Eaves affidavit, ¶9, attached as an exhibit to Harvey's Rule 56.1 Statement of Material Fact.

The court agrees with Gordan that Eaves' affidavit lacks foundation. As Gordan argues, Eaves does not aver that he actually made recommendations for promotion to sergeant. The court notes that Andrew Joshua, Eaves' predecessor, testified in his deposition that he did not have any involvement in selecting persons to be appointed to sergeant. See Joshua Dep. at 20, Plaintiff's Exh. 11. Moreover, Harvey states that Eaves did not become the acting Chief of Police until 2007, when Joshua retired, but Harvey fails to state when that transition occurred. Was Eaves even in a position to "recommend" Gordan prior to February 2007? Ultimately, Eaves' affidavit fails to establish: (1) that he made recommendations to the mayor as to whom should be promoted to sergeant; (2) that the mayor followed these recommendations as a matter of procedure or that a recommendation from Eaves was a condition precedent to being promoted; or (3) that he was in a position to recommend Gordan for promotion prior to February 2007, given that he did not become the acting Chief of Police until some unspecified time in 2007 and given that Gordan had taken the sergeant's exam in 2006.

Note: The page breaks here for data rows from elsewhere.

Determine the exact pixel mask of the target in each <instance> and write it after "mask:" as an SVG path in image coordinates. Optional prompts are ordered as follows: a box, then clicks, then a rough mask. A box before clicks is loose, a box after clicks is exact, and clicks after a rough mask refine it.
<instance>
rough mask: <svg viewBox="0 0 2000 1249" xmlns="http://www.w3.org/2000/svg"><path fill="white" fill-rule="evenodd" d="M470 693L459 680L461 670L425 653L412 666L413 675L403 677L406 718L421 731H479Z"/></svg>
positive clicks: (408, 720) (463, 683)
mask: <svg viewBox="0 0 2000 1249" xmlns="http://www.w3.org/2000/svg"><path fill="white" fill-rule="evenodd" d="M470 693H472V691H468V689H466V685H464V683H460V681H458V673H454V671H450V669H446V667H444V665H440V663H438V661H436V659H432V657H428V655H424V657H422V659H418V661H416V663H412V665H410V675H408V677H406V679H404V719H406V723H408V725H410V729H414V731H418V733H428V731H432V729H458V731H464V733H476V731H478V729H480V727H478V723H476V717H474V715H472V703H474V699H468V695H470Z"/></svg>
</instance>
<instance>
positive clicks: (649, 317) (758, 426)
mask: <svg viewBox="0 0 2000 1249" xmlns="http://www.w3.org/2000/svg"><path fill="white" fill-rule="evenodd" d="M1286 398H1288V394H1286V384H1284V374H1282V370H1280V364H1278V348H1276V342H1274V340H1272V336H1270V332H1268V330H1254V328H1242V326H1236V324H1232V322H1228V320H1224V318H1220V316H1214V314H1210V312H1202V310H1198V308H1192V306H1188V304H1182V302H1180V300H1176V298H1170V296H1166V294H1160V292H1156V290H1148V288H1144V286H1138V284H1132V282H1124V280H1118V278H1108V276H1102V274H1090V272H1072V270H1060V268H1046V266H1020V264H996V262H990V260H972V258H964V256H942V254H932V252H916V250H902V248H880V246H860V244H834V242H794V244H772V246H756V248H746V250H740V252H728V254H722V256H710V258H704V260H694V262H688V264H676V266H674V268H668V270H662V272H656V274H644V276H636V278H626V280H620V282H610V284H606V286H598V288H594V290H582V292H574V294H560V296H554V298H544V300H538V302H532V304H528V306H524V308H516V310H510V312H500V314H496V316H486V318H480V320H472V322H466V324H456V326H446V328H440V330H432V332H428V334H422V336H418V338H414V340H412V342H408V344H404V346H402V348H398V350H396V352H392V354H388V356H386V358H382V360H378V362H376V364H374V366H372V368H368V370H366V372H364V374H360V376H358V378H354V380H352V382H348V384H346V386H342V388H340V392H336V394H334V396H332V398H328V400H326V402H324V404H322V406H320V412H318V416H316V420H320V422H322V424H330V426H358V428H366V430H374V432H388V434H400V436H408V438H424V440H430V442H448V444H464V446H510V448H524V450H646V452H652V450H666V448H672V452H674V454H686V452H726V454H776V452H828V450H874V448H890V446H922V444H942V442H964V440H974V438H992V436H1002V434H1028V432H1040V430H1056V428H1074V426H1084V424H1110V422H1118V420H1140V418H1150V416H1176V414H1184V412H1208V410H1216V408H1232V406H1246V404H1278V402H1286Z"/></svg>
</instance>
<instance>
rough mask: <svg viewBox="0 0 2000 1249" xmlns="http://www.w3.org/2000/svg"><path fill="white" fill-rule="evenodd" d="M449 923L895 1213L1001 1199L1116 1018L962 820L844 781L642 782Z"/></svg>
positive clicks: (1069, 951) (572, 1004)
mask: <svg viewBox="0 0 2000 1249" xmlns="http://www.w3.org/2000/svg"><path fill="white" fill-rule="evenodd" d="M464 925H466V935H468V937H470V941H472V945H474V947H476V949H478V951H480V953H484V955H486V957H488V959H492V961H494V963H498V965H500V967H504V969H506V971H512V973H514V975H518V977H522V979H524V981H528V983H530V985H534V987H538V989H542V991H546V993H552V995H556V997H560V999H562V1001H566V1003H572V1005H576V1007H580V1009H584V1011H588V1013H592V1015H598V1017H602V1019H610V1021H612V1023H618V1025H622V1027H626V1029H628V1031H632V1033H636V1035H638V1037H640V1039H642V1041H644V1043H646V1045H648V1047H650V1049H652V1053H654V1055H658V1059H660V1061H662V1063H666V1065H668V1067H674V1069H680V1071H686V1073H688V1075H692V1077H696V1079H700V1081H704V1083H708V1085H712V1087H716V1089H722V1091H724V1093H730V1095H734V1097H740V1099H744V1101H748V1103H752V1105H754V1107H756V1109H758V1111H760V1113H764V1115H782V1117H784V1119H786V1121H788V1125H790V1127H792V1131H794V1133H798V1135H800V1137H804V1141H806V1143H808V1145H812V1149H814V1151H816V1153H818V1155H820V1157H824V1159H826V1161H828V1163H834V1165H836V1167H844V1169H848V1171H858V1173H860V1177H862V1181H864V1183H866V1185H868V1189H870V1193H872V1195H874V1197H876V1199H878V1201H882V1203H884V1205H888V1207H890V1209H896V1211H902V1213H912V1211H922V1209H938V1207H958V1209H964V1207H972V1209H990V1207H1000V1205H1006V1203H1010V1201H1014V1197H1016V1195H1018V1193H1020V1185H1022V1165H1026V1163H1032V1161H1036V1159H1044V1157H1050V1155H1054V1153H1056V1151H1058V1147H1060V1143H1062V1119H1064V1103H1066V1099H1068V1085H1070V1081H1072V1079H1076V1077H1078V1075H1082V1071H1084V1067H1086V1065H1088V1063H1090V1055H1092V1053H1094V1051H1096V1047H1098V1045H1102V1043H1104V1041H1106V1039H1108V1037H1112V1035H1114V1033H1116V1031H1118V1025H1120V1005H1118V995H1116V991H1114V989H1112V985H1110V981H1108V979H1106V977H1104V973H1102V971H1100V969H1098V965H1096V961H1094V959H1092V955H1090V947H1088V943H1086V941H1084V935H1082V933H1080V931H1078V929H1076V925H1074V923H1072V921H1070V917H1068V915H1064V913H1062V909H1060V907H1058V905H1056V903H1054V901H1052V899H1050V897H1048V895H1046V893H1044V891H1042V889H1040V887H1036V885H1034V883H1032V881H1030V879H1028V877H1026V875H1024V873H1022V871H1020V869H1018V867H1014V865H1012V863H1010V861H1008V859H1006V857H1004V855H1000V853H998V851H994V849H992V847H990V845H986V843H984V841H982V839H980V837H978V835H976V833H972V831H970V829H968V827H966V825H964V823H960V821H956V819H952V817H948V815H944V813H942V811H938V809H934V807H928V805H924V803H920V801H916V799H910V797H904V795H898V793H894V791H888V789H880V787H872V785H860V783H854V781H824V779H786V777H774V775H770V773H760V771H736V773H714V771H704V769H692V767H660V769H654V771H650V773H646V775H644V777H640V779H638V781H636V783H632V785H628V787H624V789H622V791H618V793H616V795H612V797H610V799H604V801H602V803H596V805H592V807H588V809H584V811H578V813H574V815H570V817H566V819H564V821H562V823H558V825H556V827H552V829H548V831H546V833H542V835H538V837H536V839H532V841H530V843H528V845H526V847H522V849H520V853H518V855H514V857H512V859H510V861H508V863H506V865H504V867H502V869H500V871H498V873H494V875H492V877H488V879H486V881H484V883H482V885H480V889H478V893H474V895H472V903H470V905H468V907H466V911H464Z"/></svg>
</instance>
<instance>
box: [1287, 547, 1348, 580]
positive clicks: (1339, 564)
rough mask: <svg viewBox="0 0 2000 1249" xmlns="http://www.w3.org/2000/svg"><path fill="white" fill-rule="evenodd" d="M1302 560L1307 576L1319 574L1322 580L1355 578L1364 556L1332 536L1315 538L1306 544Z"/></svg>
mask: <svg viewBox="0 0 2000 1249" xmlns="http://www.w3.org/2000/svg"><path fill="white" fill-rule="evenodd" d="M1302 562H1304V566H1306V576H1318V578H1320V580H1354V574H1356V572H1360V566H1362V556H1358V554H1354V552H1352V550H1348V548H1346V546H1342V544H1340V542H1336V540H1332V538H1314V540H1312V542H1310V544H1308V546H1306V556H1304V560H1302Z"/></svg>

Because Eaves' affidavit lacks foundation, the court cannot consider it on summary judgment. Stinnett v. Iron Works Gym/Executive Health Spa, Inc., 301 F.3d 610, 613 (7th Cir. 2002)("In granting summary judgment, the court may consider any evidence that would be admissible at trial."). Given that Harvey points to no other evidence in the record in support of its assertion that Gordan was not promoted because he lacked experience and had numerous disciplinary actions against him, Harvey has failed to meet its burden of producing evidence of a legitimate nondiscriminatory reason for not promoting Gordan. As a result, the court denies Harvey's motion for summary judgment.

IV. Conclusion

Because Gordan has satisfied the prima facie elements that were challenged by Harvey, and Harvey has failed to demonstrate a legitimate non-discriminatory reason for failing to promote Gordan earlier, the court denies Harvey's motion for summary judgment. This case is set for status on August 4, 2009 at 11:00 a.m., in order to set a trial date.